Note that $$2018 \equiv 1 \mod 2017$$ $$2019 \equiv 2 \mod 2017$$ $$...$$ $$4033 \equiv 2016 \mod (2017)$$ Adding all of these $$2018+2019+...+4033 \equiv 1+2+...+2016=\frac{(2016)(2017)}{2}\equiv 0 \mod 2017$$

Answer 4

Way 1: You add $2018+\dots +4033$ which is $(1+\dots +4033)-(1+\dots 2017)$, you need to calculate a lot for this way.

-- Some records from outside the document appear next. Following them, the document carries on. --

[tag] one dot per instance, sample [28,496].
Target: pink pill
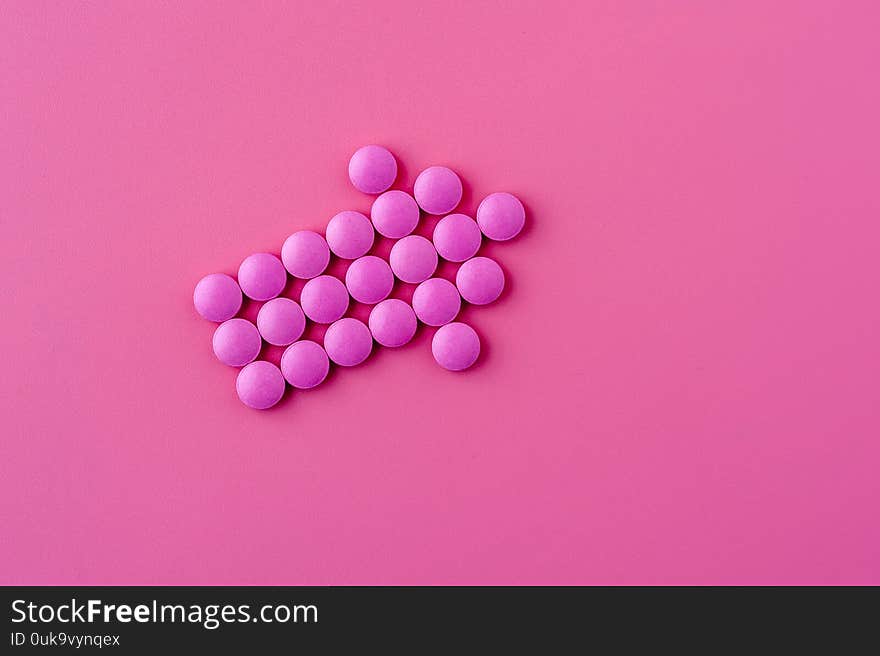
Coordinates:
[437,190]
[324,299]
[281,321]
[348,342]
[305,254]
[456,346]
[372,169]
[393,323]
[350,235]
[395,214]
[260,385]
[305,364]
[436,302]
[413,259]
[369,279]
[236,342]
[480,280]
[217,297]
[457,237]
[501,216]
[262,276]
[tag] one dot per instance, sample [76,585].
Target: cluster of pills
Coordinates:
[369,279]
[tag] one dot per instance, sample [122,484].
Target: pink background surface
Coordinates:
[680,384]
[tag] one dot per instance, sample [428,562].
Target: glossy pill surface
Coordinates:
[455,346]
[457,237]
[437,190]
[262,276]
[324,299]
[281,321]
[480,280]
[217,297]
[260,385]
[501,216]
[436,302]
[372,169]
[236,342]
[392,323]
[350,235]
[305,254]
[305,364]
[369,279]
[394,214]
[413,259]
[348,342]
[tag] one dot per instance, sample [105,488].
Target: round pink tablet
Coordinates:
[348,342]
[305,364]
[413,259]
[437,190]
[260,385]
[217,297]
[262,276]
[324,299]
[236,342]
[350,235]
[305,254]
[393,323]
[395,214]
[455,346]
[372,169]
[281,321]
[501,216]
[457,237]
[369,279]
[480,280]
[436,302]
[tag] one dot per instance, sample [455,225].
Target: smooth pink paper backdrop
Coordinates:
[680,384]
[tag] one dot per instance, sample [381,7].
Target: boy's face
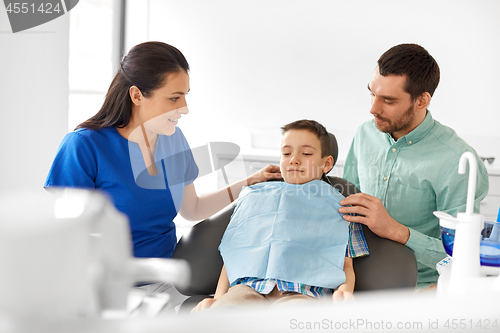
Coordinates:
[301,159]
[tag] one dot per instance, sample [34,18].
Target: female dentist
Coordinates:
[132,150]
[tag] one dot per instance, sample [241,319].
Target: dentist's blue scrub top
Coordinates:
[103,159]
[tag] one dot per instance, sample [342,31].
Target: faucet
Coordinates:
[466,264]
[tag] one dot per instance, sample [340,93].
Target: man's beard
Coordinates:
[399,125]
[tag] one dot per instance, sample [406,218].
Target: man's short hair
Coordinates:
[412,60]
[316,128]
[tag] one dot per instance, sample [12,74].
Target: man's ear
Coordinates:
[136,95]
[328,164]
[423,101]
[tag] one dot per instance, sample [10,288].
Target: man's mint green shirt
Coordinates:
[415,176]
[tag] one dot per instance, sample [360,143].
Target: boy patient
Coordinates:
[286,241]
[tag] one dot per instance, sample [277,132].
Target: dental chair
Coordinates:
[390,265]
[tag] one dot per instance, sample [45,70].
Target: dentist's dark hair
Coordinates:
[146,66]
[421,70]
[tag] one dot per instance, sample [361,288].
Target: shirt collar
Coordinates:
[418,133]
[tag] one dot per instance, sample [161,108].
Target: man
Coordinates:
[406,163]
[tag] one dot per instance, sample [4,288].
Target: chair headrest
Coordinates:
[335,149]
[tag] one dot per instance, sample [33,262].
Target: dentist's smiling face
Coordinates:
[162,109]
[301,160]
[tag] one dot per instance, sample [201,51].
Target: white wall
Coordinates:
[256,65]
[34,101]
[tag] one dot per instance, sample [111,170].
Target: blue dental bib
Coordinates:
[288,232]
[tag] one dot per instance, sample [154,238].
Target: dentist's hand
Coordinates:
[267,173]
[372,213]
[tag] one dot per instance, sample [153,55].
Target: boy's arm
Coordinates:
[345,290]
[222,288]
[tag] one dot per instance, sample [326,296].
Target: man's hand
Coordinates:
[267,173]
[372,213]
[204,304]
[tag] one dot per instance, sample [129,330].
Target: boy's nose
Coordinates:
[183,110]
[294,160]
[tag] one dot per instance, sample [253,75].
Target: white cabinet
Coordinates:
[489,206]
[243,166]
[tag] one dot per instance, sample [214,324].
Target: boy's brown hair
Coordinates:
[314,127]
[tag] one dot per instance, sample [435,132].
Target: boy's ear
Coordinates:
[328,164]
[135,95]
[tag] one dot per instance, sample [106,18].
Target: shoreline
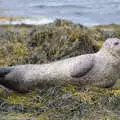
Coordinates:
[19,20]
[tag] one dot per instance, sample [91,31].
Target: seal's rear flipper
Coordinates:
[5,70]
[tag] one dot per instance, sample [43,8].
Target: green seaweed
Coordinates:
[23,44]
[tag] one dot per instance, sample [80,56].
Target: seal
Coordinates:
[100,69]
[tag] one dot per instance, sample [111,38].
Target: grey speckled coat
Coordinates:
[101,69]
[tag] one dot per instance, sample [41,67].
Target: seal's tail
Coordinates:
[5,70]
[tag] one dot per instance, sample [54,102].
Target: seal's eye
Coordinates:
[116,43]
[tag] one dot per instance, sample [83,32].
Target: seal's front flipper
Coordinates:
[82,67]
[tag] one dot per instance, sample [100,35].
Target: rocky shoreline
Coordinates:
[24,44]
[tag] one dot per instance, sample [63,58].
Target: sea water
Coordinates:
[86,12]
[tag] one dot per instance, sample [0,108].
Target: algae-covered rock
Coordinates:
[22,44]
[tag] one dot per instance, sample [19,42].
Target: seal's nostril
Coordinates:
[116,43]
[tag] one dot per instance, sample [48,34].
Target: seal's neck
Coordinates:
[108,53]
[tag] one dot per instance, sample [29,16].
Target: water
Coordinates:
[87,12]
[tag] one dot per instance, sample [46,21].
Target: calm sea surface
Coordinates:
[87,12]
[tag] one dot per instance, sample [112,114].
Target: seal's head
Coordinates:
[112,45]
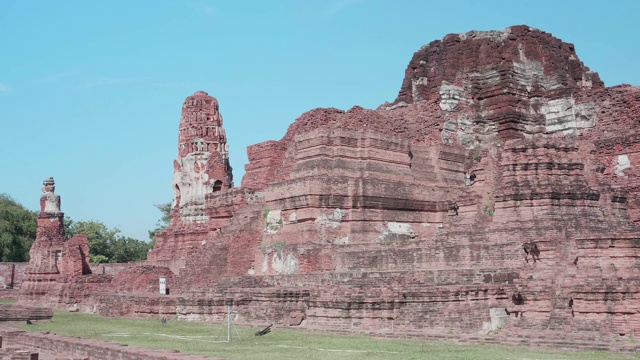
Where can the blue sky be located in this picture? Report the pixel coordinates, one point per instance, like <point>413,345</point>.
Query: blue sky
<point>91,92</point>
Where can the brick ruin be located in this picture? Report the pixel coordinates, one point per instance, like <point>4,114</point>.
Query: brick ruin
<point>498,191</point>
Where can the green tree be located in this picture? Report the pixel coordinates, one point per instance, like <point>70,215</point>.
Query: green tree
<point>163,222</point>
<point>18,228</point>
<point>99,235</point>
<point>107,245</point>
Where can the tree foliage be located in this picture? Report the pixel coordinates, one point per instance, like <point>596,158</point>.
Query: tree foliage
<point>107,245</point>
<point>18,228</point>
<point>163,222</point>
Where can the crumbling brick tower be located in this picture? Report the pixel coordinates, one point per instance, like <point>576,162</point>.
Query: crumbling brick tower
<point>54,260</point>
<point>201,168</point>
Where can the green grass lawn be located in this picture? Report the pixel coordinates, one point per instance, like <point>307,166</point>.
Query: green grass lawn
<point>283,344</point>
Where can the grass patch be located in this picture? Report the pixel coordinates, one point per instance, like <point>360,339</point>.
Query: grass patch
<point>282,344</point>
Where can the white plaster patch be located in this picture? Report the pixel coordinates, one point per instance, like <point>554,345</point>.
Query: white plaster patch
<point>397,230</point>
<point>496,35</point>
<point>415,88</point>
<point>333,220</point>
<point>450,96</point>
<point>398,105</point>
<point>273,222</point>
<point>563,115</point>
<point>623,164</point>
<point>340,241</point>
<point>283,264</point>
<point>293,218</point>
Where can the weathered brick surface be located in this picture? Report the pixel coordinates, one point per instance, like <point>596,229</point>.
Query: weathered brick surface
<point>412,219</point>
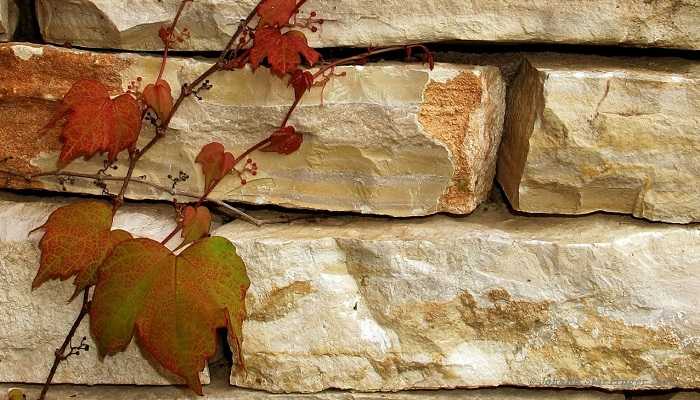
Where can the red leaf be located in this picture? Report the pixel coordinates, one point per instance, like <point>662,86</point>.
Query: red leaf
<point>284,141</point>
<point>216,164</point>
<point>76,240</point>
<point>94,123</point>
<point>301,81</point>
<point>196,224</point>
<point>172,303</point>
<point>159,97</point>
<point>283,52</point>
<point>276,12</point>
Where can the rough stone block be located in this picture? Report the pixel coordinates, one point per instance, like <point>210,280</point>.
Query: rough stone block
<point>393,139</point>
<point>134,24</point>
<point>604,134</point>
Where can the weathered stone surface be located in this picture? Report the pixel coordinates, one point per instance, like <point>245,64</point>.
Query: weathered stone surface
<point>670,396</point>
<point>220,392</point>
<point>392,139</point>
<point>35,323</point>
<point>381,305</point>
<point>619,135</point>
<point>490,299</point>
<point>134,25</point>
<point>8,19</point>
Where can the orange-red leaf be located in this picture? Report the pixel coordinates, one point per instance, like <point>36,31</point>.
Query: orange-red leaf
<point>94,123</point>
<point>283,51</point>
<point>196,223</point>
<point>76,240</point>
<point>284,141</point>
<point>159,98</point>
<point>216,163</point>
<point>276,12</point>
<point>173,304</point>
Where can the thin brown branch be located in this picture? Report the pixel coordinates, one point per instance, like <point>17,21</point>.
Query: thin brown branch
<point>60,354</point>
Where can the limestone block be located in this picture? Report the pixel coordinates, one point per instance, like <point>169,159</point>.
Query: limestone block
<point>9,13</point>
<point>490,299</point>
<point>34,324</point>
<point>393,139</point>
<point>134,24</point>
<point>592,134</point>
<point>221,392</point>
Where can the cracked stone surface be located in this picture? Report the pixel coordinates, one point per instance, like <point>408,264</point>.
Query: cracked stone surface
<point>9,13</point>
<point>134,25</point>
<point>34,324</point>
<point>376,304</point>
<point>392,139</point>
<point>490,299</point>
<point>591,134</point>
<point>221,392</point>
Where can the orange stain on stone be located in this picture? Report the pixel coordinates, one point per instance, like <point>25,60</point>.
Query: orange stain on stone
<point>445,114</point>
<point>32,86</point>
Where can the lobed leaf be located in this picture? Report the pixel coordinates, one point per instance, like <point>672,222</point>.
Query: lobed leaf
<point>77,239</point>
<point>196,224</point>
<point>158,96</point>
<point>283,51</point>
<point>216,163</point>
<point>94,123</point>
<point>173,304</point>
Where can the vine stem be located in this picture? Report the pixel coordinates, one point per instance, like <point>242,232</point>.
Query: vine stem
<point>168,42</point>
<point>186,91</point>
<point>60,354</point>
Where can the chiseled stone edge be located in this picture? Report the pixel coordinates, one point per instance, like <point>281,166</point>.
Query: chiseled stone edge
<point>661,23</point>
<point>223,392</point>
<point>526,101</point>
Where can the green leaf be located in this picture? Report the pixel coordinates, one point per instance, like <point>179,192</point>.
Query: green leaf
<point>173,304</point>
<point>77,238</point>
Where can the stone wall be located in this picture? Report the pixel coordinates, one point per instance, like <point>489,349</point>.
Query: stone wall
<point>523,219</point>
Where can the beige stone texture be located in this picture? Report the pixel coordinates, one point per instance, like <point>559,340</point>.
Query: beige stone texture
<point>9,13</point>
<point>134,24</point>
<point>35,323</point>
<point>376,304</point>
<point>389,138</point>
<point>586,134</point>
<point>223,392</point>
<point>490,299</point>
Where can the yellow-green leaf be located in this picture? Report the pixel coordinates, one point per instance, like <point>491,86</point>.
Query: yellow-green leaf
<point>173,303</point>
<point>76,240</point>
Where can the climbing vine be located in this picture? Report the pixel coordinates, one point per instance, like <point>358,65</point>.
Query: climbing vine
<point>171,301</point>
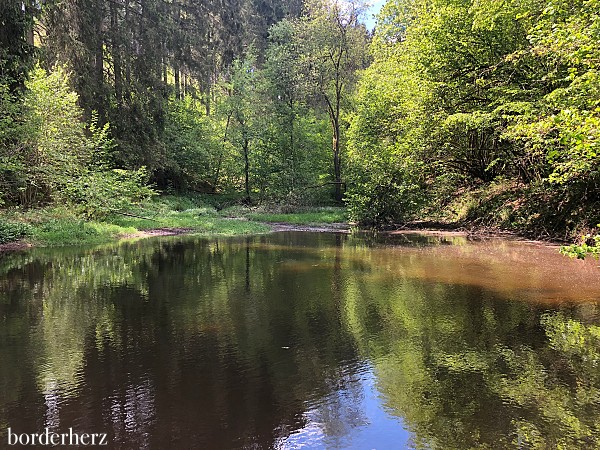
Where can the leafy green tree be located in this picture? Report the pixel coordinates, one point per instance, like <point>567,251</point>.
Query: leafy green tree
<point>333,47</point>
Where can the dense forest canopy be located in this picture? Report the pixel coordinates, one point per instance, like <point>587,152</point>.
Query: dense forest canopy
<point>450,109</point>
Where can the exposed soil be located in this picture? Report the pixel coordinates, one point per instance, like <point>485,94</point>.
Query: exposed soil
<point>14,246</point>
<point>157,232</point>
<point>324,228</point>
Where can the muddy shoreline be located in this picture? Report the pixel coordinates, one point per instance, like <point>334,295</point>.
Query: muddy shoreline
<point>425,227</point>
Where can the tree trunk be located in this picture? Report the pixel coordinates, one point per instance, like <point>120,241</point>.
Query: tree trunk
<point>247,169</point>
<point>116,54</point>
<point>337,163</point>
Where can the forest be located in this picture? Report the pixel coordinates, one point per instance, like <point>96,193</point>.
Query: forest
<point>450,111</point>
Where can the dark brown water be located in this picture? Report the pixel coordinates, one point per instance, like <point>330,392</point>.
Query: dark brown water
<point>303,340</point>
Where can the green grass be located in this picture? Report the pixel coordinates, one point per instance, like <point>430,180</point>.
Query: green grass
<point>60,226</point>
<point>306,216</point>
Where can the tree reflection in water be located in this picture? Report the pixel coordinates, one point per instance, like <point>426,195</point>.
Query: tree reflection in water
<point>300,339</point>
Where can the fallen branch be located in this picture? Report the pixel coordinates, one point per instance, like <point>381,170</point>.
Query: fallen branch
<point>137,217</point>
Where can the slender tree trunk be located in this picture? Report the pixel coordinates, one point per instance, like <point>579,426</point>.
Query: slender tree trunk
<point>116,53</point>
<point>177,85</point>
<point>337,163</point>
<point>247,169</point>
<point>292,146</point>
<point>99,65</point>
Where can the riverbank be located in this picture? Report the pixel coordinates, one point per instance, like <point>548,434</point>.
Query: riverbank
<point>167,215</point>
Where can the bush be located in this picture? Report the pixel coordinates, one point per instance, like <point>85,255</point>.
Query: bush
<point>386,195</point>
<point>11,231</point>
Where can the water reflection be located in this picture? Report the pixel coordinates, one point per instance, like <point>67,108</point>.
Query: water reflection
<point>303,340</point>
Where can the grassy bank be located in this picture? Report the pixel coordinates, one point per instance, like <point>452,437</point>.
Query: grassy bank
<point>58,226</point>
<point>527,210</point>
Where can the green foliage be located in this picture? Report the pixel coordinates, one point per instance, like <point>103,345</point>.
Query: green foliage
<point>13,231</point>
<point>386,193</point>
<point>63,160</point>
<point>312,216</point>
<point>484,91</point>
<point>589,246</point>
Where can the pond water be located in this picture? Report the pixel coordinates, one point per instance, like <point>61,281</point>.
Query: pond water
<point>303,340</point>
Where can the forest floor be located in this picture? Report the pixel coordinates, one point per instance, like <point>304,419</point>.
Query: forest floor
<point>219,216</point>
<point>163,216</point>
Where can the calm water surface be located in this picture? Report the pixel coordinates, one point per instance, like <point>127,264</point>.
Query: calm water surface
<point>303,340</point>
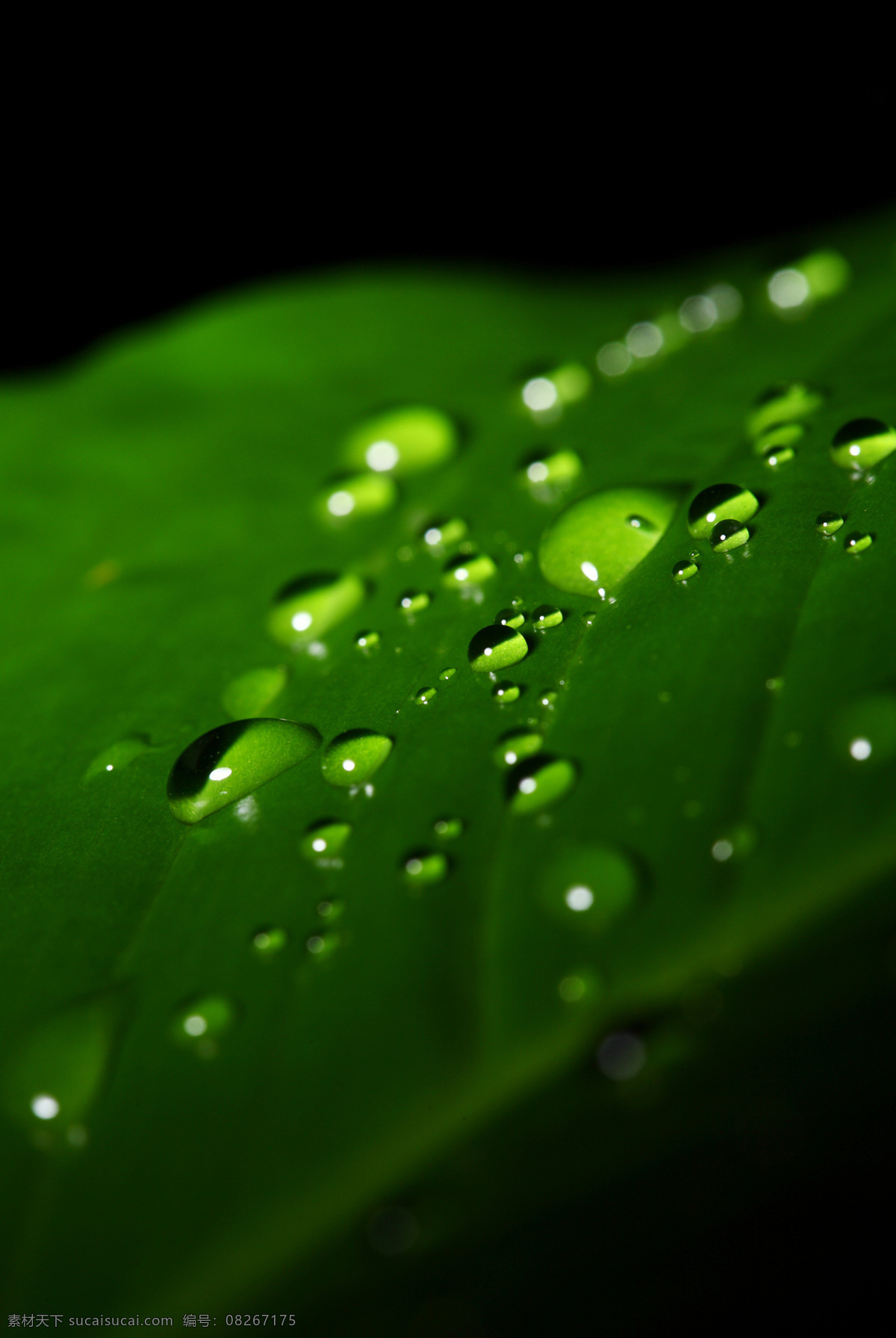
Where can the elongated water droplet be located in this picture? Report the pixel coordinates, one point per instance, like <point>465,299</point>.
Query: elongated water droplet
<point>253,692</point>
<point>324,842</point>
<point>405,441</point>
<point>593,546</point>
<point>862,443</point>
<point>720,502</point>
<point>783,404</point>
<point>728,534</point>
<point>424,867</point>
<point>546,616</point>
<point>538,783</point>
<point>269,942</point>
<point>234,761</point>
<point>517,747</point>
<point>828,524</point>
<point>355,756</point>
<point>118,756</point>
<point>468,570</point>
<point>309,607</point>
<point>497,648</point>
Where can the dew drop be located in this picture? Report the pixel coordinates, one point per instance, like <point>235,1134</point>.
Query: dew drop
<point>593,545</point>
<point>353,758</point>
<point>231,761</point>
<point>720,502</point>
<point>309,607</point>
<point>497,648</point>
<point>405,441</point>
<point>253,692</point>
<point>538,783</point>
<point>728,534</point>
<point>863,443</point>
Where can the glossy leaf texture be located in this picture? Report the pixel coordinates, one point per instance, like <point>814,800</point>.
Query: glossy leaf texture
<point>713,758</point>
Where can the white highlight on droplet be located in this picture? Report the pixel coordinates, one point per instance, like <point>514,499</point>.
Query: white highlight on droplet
<point>383,455</point>
<point>45,1107</point>
<point>579,898</point>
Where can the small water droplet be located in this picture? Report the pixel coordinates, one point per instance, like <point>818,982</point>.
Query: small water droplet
<point>862,443</point>
<point>269,942</point>
<point>497,648</point>
<point>593,546</point>
<point>424,867</point>
<point>505,692</point>
<point>253,692</point>
<point>537,783</point>
<point>546,616</point>
<point>718,504</point>
<point>353,758</point>
<point>517,747</point>
<point>405,441</point>
<point>307,608</point>
<point>728,534</point>
<point>231,761</point>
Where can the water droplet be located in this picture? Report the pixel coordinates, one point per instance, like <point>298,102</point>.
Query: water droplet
<point>309,607</point>
<point>355,756</point>
<point>505,692</point>
<point>862,443</point>
<point>828,524</point>
<point>368,641</point>
<point>593,545</point>
<point>405,441</point>
<point>448,828</point>
<point>231,761</point>
<point>728,534</point>
<point>783,404</point>
<point>865,731</point>
<point>118,756</point>
<point>253,692</point>
<point>497,648</point>
<point>535,784</point>
<point>468,570</point>
<point>546,616</point>
<point>323,843</point>
<point>269,942</point>
<point>720,502</point>
<point>360,495</point>
<point>517,747</point>
<point>414,601</point>
<point>424,867</point>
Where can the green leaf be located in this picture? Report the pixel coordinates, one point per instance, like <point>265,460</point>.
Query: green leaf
<point>697,768</point>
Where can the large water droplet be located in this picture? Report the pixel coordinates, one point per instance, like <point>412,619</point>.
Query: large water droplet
<point>253,692</point>
<point>728,534</point>
<point>593,545</point>
<point>862,443</point>
<point>355,756</point>
<point>497,648</point>
<point>783,404</point>
<point>309,607</point>
<point>517,747</point>
<point>538,783</point>
<point>234,761</point>
<point>405,441</point>
<point>356,497</point>
<point>720,502</point>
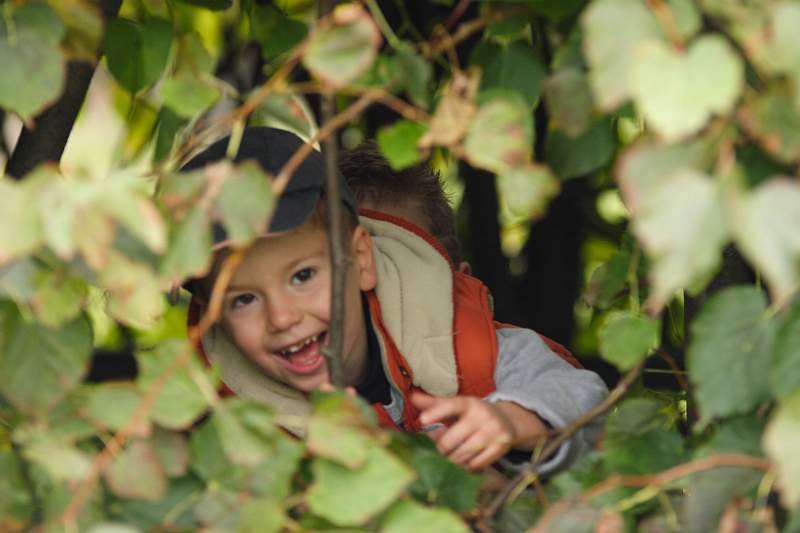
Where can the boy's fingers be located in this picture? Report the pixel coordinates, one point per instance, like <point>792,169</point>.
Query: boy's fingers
<point>442,409</point>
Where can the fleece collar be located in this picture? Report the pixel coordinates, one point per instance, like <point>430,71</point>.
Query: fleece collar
<point>415,292</point>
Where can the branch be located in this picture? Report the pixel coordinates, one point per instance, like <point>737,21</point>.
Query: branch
<point>677,472</point>
<point>46,140</point>
<point>562,436</point>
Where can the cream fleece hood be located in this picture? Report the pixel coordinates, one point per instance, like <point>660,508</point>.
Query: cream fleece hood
<point>415,291</point>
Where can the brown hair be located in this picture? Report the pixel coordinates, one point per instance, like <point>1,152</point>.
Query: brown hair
<point>373,181</point>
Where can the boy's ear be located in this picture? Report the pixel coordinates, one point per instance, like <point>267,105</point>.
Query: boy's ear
<point>364,258</point>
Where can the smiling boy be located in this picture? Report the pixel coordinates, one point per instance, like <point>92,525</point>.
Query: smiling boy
<point>419,346</point>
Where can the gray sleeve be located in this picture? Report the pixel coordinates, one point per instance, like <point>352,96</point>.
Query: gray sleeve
<point>528,373</point>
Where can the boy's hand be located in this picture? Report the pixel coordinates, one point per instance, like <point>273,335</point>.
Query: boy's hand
<point>480,433</point>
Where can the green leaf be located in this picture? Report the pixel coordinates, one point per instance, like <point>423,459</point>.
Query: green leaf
<point>678,93</point>
<point>613,32</point>
<point>515,67</point>
<point>189,252</point>
<point>414,75</point>
<point>261,515</point>
<point>31,59</point>
<point>680,222</point>
<point>500,135</point>
<point>59,297</point>
<point>136,473</point>
<point>172,450</point>
<point>588,152</point>
<point>180,401</point>
<point>113,404</point>
<point>245,203</point>
<point>767,229</point>
<point>772,117</point>
<point>398,143</point>
<point>351,497</point>
<point>15,499</point>
<point>60,460</point>
<point>785,369</point>
<point>627,338</point>
<point>214,5</point>
<point>137,52</point>
<point>637,441</point>
<point>338,431</point>
<point>340,52</point>
<point>526,190</point>
<point>188,96</point>
<point>274,31</point>
<point>440,481</point>
<point>781,441</point>
<point>244,444</point>
<point>729,355</point>
<point>569,101</point>
<point>411,516</point>
<point>40,366</point>
<point>20,226</point>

Way 2: If you divide $a+b$ by $m$, and you get $c$, then $c$ can also be remainder of $a$ + remainder of $b$ if the value you get is smaller than $m$. If remainder of $a$ + remainder of $b$$>m$, you just have divide remainder of $a$ + remainder of $b$ once again to get the value $c$. Can you see why? Hint: Note that you can write a natural number $g\geq m$ in this way: $g=md+r$, when you divide $g$ by $m$ where $d$ is natural number and $0\leq r<m$.

This simply implies $a\equiv s$, $b\equiv t$, then $a+b\equiv s+t$.

Note that $2017+k\equiv k$, $1\leq k\leq 1008$ and $4034-k\equiv -k$, $1\leq k\leq 1008$. Sum up, you get $2018+\dots +4033\equiv 0$.